FIG. 5 is a circuit diagram illustrating an example of the battery pack shown in FIG. 4.

Referring to FIG. 5, a battery pack 200a may include a first battery rack 210 connected between a first pack terminal 201 and a second pack terminal 202 and having a first battery voltage V1, a second battery rack 220 having a second battery voltage V2, and a power conversion circuit 230a. Although not shown in FIG. 5, the battery pack 200a may further include a battery controller 240 (refer to FIG. 4) configured to control the power conversion circuit 230a. The battery pack 200a may further include a first current sensor 211 (refer to FIG. 4) configured to detect a first battery current i1 of the first battery rack 210, and/or a second current sensor 221 (refer to FIG. 4) configured to detect a second battery current i2 of the second battery rack 220.

The power conversion circuit 230a may be a DC/DC converter having a first terminal P1, a second terminal P2, a third terminal P3, and a fourth terminal P4. The power conversion circuit 230a may be a buck converter. The first terminal P1 may be commonly connected to the first pack terminal 201 and a positive terminal of the first battery rack 210, the second terminal P2 and the fourth terminal P4 may be commonly connected to the second pack terminal 202, and the third terminal P3 may be connected to a negative terminal of the second battery rack 220.

The power conversion circuit 230a may include a first switch Q1 between the first terminal P1 and a first intermediate node N1, an inductor L between the first intermediate node N1 and the third terminal P3, and a second switch Q2 between the first intermediate node N1 and a second intermediate node N2. The second intermediate node N2 may be commonly connected to the second terminal P2 and the fourth terminal P4.

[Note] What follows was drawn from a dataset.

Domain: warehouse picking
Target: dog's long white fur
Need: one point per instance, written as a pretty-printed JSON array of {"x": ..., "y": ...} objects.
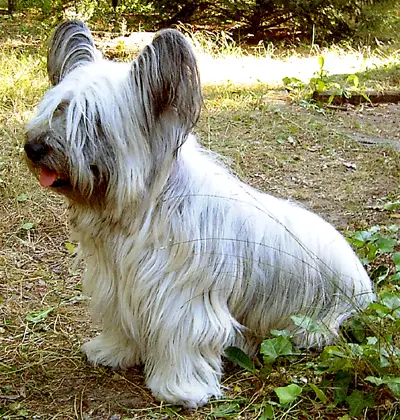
[{"x": 183, "y": 259}]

The first switch Q1 may include a first diode D1, and the second switch Q2 may include a second diode D2. For example, the first switch Q1 and the second switch Q2 may each be an IGBT and may respectively include the first diode D1 and the second diode D2 that are of a body diode type. In another example, the first switch Q1 and the second switch Q2 may each be a BJT, a FET, or a MOSFET.

The power conversion circuit 230a may further include a second capacitor C2 between the third terminal P3 and the fourth terminal P4. The power conversion circuit 230a may further include a first capacitor C1 between the first terminal P1 and the second terminal P2. The first capacitor C1 may be omitted, in some embodiments.

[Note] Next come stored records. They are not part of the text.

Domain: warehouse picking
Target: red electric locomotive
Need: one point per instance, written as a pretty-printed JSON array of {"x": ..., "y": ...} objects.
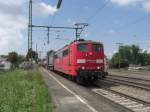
[{"x": 81, "y": 60}]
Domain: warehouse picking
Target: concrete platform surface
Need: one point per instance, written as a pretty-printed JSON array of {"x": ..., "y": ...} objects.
[{"x": 68, "y": 96}]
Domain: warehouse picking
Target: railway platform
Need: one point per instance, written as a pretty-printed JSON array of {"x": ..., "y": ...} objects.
[
  {"x": 133, "y": 74},
  {"x": 63, "y": 98},
  {"x": 68, "y": 96}
]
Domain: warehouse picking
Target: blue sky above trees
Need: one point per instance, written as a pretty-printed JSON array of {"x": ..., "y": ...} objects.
[{"x": 125, "y": 21}]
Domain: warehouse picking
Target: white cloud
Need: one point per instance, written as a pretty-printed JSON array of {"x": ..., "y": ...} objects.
[
  {"x": 12, "y": 24},
  {"x": 125, "y": 2},
  {"x": 146, "y": 6},
  {"x": 41, "y": 9}
]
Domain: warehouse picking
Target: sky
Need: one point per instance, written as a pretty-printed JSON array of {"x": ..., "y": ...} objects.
[{"x": 110, "y": 22}]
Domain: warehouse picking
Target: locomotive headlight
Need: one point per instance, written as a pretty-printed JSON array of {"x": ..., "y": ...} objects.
[
  {"x": 99, "y": 61},
  {"x": 81, "y": 61},
  {"x": 83, "y": 68},
  {"x": 98, "y": 68}
]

The power conversion circuit 230a may convert a first conversion voltage V1 between the first and second terminals P1 and P2 into a second conversion voltage V3 and output the second conversion voltage V3 between the third and fourth terminals P3 and P4. The power conversion circuit 230a may convert the second conversion voltage V3 between the third and fourth terminals P3 and P4 into the first conversion voltage V1 and output the first conversion voltage V1 between the first and second terminals P1 and P2.

For example, if the first switch Q1 is turned on and the second switch Q2 is turned off, current may flow from the first terminal P1 to the third terminal P3 through the first switch Q1 and the inductor L, and energy stored in the first capacitor C1 may be accumulated in the inductor L. If the first switch Q1 is turned off and the second switch Q2 is turned on, the energy accumulated in the inductor L may move to the second capacitor C2. Therefore, the first conversion voltage V1 between the first and second terminals P1 and P2 may be converted into the second conversion voltage V3 between the third and fourth terminals P3 and P4. The level of the second conversion voltage V3 may be adjusted according to a duty ratio of the first switch Q1 and a duty ratio of the second switch Q2. The battery controller 240 may adjust the level of the second conversion voltage V3 by controlling the duty ratio of the first switch Q1 and the duty ratio of the second switch Q2.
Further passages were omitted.